Nos encontramos a finales de los años setenta en cualquier ciudad del
extrarradio del medio oeste de los Estados Unidos. Un local de bebidas
y comida rápida al que habitualmente no entrarías, acaba de instalar en
uno de sus rincones peor iluminados una máquina de madera enorme
parecida a un frigorífico, con vistosos dibujos en sus superficies y
una
pantalla negra a la altura de tu cara.
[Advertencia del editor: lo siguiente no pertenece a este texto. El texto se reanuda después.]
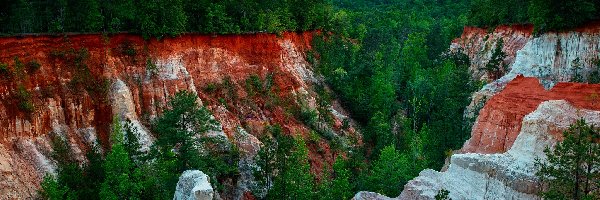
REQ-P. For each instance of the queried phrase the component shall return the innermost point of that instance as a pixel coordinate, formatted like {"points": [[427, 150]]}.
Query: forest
{"points": [[385, 60]]}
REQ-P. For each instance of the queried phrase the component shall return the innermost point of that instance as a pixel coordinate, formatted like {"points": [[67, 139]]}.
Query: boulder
{"points": [[194, 185]]}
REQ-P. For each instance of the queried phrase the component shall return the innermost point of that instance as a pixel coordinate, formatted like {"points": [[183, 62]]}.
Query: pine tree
{"points": [[121, 180], [294, 180], [572, 169], [390, 172], [336, 186]]}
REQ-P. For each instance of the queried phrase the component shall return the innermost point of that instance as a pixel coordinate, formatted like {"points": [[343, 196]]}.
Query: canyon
{"points": [[518, 115], [82, 82], [85, 81]]}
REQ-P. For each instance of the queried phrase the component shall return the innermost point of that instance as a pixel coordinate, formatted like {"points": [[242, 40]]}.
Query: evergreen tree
{"points": [[496, 66], [390, 172], [336, 186], [572, 169], [122, 178], [294, 180]]}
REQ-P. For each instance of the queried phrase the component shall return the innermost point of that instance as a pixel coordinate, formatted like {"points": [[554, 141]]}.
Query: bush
{"points": [[127, 48], [5, 71], [33, 66], [24, 98]]}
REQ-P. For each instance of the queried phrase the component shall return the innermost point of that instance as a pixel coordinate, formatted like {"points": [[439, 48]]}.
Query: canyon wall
{"points": [[517, 115], [82, 82]]}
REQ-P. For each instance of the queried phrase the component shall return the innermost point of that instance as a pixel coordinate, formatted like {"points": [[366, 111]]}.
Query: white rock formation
{"points": [[124, 107], [549, 57], [510, 175], [193, 185]]}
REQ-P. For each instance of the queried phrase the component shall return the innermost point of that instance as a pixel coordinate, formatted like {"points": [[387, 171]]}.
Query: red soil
{"points": [[499, 121]]}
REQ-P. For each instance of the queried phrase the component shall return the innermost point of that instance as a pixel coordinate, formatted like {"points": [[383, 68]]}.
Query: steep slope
{"points": [[512, 128], [519, 114], [83, 81]]}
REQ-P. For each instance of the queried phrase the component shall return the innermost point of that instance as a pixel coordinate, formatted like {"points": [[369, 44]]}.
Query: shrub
{"points": [[24, 98], [5, 71], [127, 48], [151, 67], [33, 66], [211, 87], [19, 68]]}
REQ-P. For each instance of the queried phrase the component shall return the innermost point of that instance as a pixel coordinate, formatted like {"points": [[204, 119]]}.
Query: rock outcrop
{"points": [[194, 185], [551, 57], [509, 175], [84, 81], [518, 115], [499, 122]]}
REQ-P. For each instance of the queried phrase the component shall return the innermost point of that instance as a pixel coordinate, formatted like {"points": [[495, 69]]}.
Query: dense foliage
{"points": [[572, 168], [126, 172], [545, 15], [387, 61], [162, 17]]}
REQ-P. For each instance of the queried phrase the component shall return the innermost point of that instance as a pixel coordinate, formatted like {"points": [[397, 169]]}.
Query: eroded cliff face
{"points": [[518, 115], [85, 80]]}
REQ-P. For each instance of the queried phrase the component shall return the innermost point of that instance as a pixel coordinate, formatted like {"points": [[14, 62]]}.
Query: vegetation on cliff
{"points": [[545, 15], [127, 173], [572, 169], [162, 17]]}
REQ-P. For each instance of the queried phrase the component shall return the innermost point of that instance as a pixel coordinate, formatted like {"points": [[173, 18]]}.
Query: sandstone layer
{"points": [[84, 81]]}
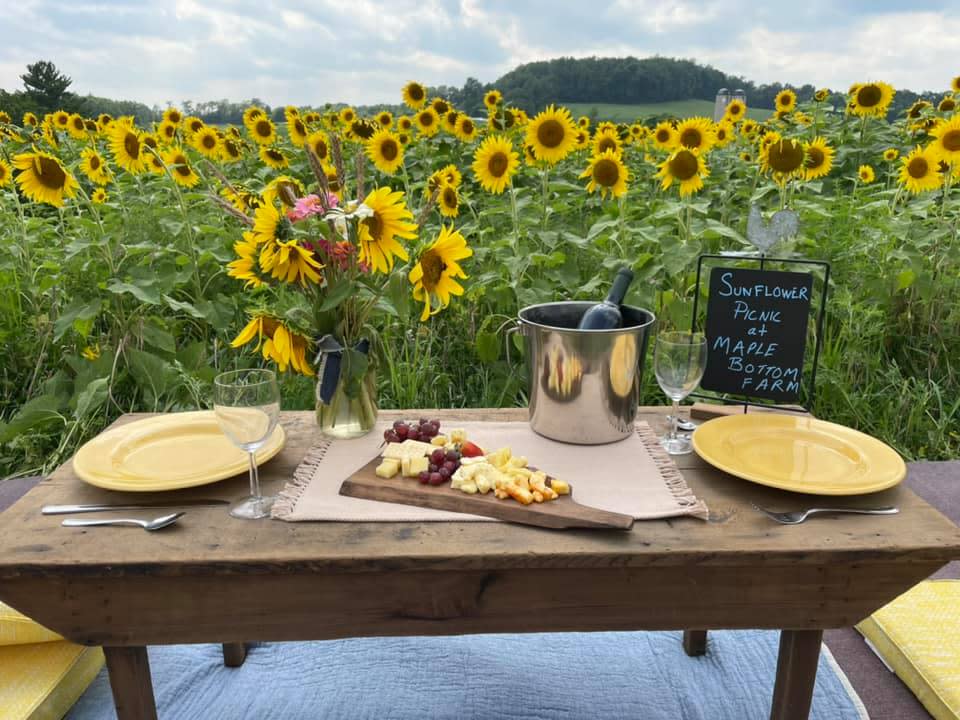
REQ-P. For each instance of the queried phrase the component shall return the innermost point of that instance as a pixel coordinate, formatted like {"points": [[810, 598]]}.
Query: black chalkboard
{"points": [[757, 332]]}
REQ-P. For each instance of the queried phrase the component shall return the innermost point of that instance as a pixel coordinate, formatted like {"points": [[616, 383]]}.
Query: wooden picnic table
{"points": [[215, 579]]}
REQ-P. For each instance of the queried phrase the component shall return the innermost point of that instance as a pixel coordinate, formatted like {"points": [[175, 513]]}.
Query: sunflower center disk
{"points": [[869, 95], [433, 267], [951, 141], [50, 174], [815, 158], [132, 145], [497, 164], [550, 133], [389, 150], [606, 173], [684, 166], [691, 138]]}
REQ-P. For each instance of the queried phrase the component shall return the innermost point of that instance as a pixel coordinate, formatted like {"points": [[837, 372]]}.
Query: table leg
{"points": [[695, 642], [796, 673], [234, 654], [130, 681]]}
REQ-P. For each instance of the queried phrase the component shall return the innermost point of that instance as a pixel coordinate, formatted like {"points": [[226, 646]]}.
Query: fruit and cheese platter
{"points": [[421, 466]]}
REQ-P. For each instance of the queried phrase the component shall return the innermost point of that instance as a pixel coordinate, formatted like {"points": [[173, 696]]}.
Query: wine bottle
{"points": [[606, 315]]}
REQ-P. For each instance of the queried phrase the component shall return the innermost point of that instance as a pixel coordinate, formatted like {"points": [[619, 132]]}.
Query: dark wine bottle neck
{"points": [[619, 288]]}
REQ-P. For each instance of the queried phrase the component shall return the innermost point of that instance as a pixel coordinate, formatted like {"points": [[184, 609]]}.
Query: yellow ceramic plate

No has visto nada igual hasta
entonces, y al acercarte, te encuentras con una ranura de unos
centímetros de altura que tiene en su base un pequeño cartel que reza:
“Insert Coin”. Introduces unos centavos y la pantalla se ilumina.
Prepárate para defender al mundo de una invasión alienígena.

La postura propicia para jugar al Defender y eliminar las amenazas que acechan al planeta tierra.
Martin
Amis (Swansea,
1949), olvidó totalmente citar en su bibliografía el libro La
invasión de los marcianitos
que ahora publica la editorial MalPaso.
No quería propiciar, cuando su fama se veía acrecentada y la crítica le
miraba con buenos ojos, que se le relacionara con un libro
autobiográfico sobre la experiencia de un adicto a las máquinas
recreativas.
El conocimiento de Amis sobre las máquinas es fruto de una
investigación desenfadada y viciosa sobre el primerizo mundo de los
videojuegos y la subcultura de los salones recreativos. Datos objetivos
y subjetivos, rumores, leyendas y experiencias personales dan forma a
un libro que se nutre de su fascinación.

La pátina visual que envolvía ese submundo dejó imágenes que han dado
forma a la cultura underground. Los salones recreativos forman parte ya
de una época y de una generación que mantenía asociaciones nihilistas
que repercutían en los jóvenes de la época, en un grado más o menos
relativo, con un calor semejante a las drogas o la incipiencia sexual
Además de la exuberancia fotográfica que se recoge de estos entornos en
la época, el mundo de los videojuegos de finales de los setenta y
principios de los ochenta nos ha legado componentes iconográficos que
aún hoy laten con nostalgia añadida. Los ojos de insecto de los
enemigos del Space
Invaders, los disparos parpadeantes de las naves
cuadriculadas o los giros imposibles de los defensores del Asteroids
nos
trasladan al momento con un solo vistazo.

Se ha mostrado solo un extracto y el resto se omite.